I haven't even touched the issue of WMPs. Often, instead of borrowing from banks, SMEs and real estate developers unable to obtain bank credit borrowed from trust companies. These trust companies raise money from unsophisticated investors, offering high yields, then loaned money to borrowers at high rates, but considered the loans good because they have credit guarantees. Here's an example of how this Ponzi pyramid grew in recent years, from the the "Textbook Credit Implosion" link above:
Rent no doubt was high due to growth in investment management/ advisory firms. At end of December 2013, there were nearly 5,000 of these financial firms, an increase of roughly 4000 from June of the same year! Sichuan's provincial government counted 509 firms involved in credit guarantees at the end of 2013, with a ¥233.8 billion guarantee balance and 730,000 households served, making Sichuan province the second largest market in the country. Central bank data from the end of June 2014 counted 326 small lending companies in Sichuan, ninth in China, with ¥59.7 billion in loans, fourth in China.

41.4% of western Chinese SMEs need credit and 57.2% of those credit needs are met with private fundraising (shadow banking). Average interest rates are 19.1%, well above the 9.7% annual rate for bank credit. Since they have no credit guarantee or collateral, 72.1% of small businesses are forced to use private fundraising. In Chengdu, there are investment products on the market today offering 15% to 18% returns, well above the 7% offered by bank trusts and WMPs.

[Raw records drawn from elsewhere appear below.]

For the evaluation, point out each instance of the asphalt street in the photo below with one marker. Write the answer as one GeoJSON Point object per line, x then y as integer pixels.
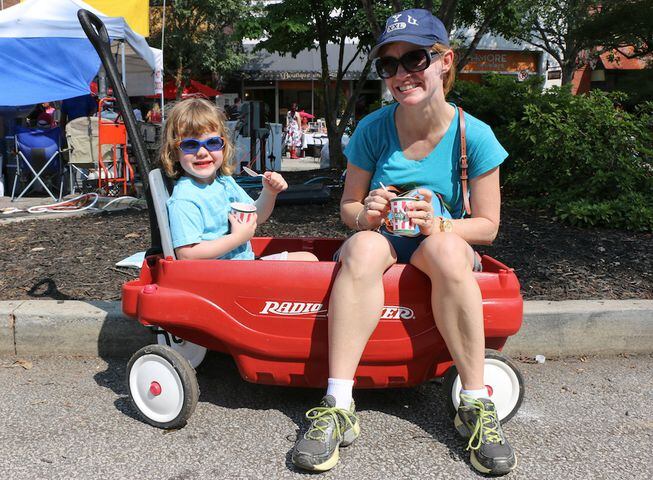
{"type": "Point", "coordinates": [70, 418]}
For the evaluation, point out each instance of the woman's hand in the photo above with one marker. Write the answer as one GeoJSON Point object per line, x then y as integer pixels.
{"type": "Point", "coordinates": [274, 183]}
{"type": "Point", "coordinates": [242, 231]}
{"type": "Point", "coordinates": [422, 212]}
{"type": "Point", "coordinates": [376, 207]}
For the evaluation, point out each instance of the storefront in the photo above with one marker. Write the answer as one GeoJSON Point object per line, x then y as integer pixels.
{"type": "Point", "coordinates": [280, 80]}
{"type": "Point", "coordinates": [521, 64]}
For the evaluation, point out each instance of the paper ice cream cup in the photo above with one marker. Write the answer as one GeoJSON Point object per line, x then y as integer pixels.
{"type": "Point", "coordinates": [401, 223]}
{"type": "Point", "coordinates": [243, 211]}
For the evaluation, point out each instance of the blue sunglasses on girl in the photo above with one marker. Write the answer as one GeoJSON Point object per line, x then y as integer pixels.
{"type": "Point", "coordinates": [192, 145]}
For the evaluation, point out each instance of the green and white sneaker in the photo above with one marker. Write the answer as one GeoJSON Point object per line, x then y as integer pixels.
{"type": "Point", "coordinates": [490, 451]}
{"type": "Point", "coordinates": [330, 428]}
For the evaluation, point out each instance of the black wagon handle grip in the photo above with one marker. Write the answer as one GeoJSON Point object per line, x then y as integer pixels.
{"type": "Point", "coordinates": [94, 29]}
{"type": "Point", "coordinates": [97, 34]}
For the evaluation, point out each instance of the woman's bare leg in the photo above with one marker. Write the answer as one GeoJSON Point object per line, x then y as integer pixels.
{"type": "Point", "coordinates": [356, 300]}
{"type": "Point", "coordinates": [456, 301]}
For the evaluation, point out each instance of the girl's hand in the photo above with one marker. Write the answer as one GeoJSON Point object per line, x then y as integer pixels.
{"type": "Point", "coordinates": [273, 182]}
{"type": "Point", "coordinates": [242, 231]}
{"type": "Point", "coordinates": [422, 212]}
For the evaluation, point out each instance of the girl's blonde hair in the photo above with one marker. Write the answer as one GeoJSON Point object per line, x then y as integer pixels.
{"type": "Point", "coordinates": [193, 118]}
{"type": "Point", "coordinates": [450, 76]}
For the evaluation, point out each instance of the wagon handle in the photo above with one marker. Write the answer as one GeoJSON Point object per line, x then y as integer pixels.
{"type": "Point", "coordinates": [97, 34]}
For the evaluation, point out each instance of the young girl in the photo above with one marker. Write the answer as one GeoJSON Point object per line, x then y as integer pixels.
{"type": "Point", "coordinates": [196, 150]}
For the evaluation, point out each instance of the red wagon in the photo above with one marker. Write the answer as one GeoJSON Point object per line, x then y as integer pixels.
{"type": "Point", "coordinates": [271, 316]}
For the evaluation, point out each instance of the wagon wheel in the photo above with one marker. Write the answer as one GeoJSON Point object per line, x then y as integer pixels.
{"type": "Point", "coordinates": [190, 351]}
{"type": "Point", "coordinates": [503, 379]}
{"type": "Point", "coordinates": [162, 386]}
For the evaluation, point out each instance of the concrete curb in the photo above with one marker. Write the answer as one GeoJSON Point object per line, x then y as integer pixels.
{"type": "Point", "coordinates": [595, 327]}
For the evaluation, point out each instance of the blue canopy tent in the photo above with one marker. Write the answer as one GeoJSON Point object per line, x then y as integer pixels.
{"type": "Point", "coordinates": [46, 56]}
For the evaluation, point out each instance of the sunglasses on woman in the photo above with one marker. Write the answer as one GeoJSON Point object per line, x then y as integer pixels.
{"type": "Point", "coordinates": [413, 61]}
{"type": "Point", "coordinates": [192, 145]}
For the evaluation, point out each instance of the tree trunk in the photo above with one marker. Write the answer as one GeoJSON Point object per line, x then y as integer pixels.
{"type": "Point", "coordinates": [568, 69]}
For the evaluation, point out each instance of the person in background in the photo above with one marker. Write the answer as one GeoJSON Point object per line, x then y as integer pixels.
{"type": "Point", "coordinates": [293, 130]}
{"type": "Point", "coordinates": [233, 111]}
{"type": "Point", "coordinates": [75, 107]}
{"type": "Point", "coordinates": [154, 115]}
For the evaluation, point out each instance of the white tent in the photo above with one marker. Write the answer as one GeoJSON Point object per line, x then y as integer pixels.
{"type": "Point", "coordinates": [45, 54]}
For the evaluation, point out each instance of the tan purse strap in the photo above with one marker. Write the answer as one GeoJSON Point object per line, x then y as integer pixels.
{"type": "Point", "coordinates": [463, 162]}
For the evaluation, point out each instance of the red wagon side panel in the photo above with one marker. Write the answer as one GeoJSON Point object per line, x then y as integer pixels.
{"type": "Point", "coordinates": [272, 316]}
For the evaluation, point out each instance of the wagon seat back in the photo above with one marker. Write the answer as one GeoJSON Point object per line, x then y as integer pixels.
{"type": "Point", "coordinates": [161, 187]}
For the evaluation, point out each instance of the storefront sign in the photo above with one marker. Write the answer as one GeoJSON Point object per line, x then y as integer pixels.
{"type": "Point", "coordinates": [502, 61]}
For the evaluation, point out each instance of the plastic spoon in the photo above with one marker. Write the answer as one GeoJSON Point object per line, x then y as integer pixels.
{"type": "Point", "coordinates": [252, 173]}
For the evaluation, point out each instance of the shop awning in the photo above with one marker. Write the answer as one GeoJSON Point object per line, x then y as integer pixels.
{"type": "Point", "coordinates": [305, 66]}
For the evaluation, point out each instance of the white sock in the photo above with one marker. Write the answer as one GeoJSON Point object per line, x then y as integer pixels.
{"type": "Point", "coordinates": [341, 389]}
{"type": "Point", "coordinates": [476, 394]}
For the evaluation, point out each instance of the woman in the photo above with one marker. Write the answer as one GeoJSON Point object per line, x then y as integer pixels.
{"type": "Point", "coordinates": [154, 115]}
{"type": "Point", "coordinates": [293, 130]}
{"type": "Point", "coordinates": [413, 143]}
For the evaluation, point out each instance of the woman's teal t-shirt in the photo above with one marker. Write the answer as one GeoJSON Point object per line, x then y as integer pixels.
{"type": "Point", "coordinates": [375, 147]}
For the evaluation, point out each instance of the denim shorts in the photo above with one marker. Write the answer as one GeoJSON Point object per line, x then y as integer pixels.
{"type": "Point", "coordinates": [405, 247]}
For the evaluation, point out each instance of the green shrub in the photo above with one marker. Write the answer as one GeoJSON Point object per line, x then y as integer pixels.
{"type": "Point", "coordinates": [583, 157]}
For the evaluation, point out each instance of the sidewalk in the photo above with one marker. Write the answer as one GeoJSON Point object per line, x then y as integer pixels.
{"type": "Point", "coordinates": [567, 328]}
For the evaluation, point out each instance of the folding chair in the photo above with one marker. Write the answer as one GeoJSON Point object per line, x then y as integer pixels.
{"type": "Point", "coordinates": [38, 156]}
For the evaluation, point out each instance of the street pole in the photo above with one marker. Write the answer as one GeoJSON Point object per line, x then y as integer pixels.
{"type": "Point", "coordinates": [163, 31]}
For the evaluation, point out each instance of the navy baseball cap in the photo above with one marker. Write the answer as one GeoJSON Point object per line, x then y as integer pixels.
{"type": "Point", "coordinates": [417, 26]}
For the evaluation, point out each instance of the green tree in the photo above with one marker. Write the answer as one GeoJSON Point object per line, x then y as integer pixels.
{"type": "Point", "coordinates": [203, 37]}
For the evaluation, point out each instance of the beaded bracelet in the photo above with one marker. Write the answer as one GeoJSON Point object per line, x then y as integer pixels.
{"type": "Point", "coordinates": [358, 218]}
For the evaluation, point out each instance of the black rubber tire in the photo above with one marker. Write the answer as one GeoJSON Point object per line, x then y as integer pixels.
{"type": "Point", "coordinates": [186, 375]}
{"type": "Point", "coordinates": [452, 373]}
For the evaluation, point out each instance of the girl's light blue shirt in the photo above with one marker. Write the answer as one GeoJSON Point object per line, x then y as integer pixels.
{"type": "Point", "coordinates": [199, 212]}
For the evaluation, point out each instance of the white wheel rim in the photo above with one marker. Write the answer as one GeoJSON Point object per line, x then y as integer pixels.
{"type": "Point", "coordinates": [166, 406]}
{"type": "Point", "coordinates": [190, 351]}
{"type": "Point", "coordinates": [505, 386]}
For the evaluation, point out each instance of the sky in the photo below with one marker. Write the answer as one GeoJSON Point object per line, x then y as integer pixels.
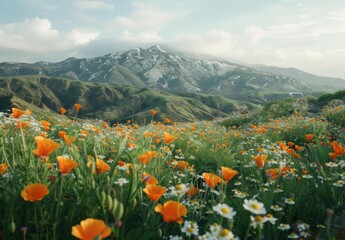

Are you ready for the punchline? One insider estimates that 80% of this private credit flowed into real estate. Thanks to the rapid growth of the real estate industry, some developers were (successfully) paying 100% annualized interest rates and even the common people were spoiled, with investors refusing to even look at wealth product yielding under 20%.
In Handan last year (in Hebei province), a credit guarantee bust froze the real estate market. See: Another Credit Guarantee Gone Bust, One Month After Backing A Trust and Handan Credit Bubble Affects Entire City Economy.

Bailouts are coming. Lots and lots of bailouts.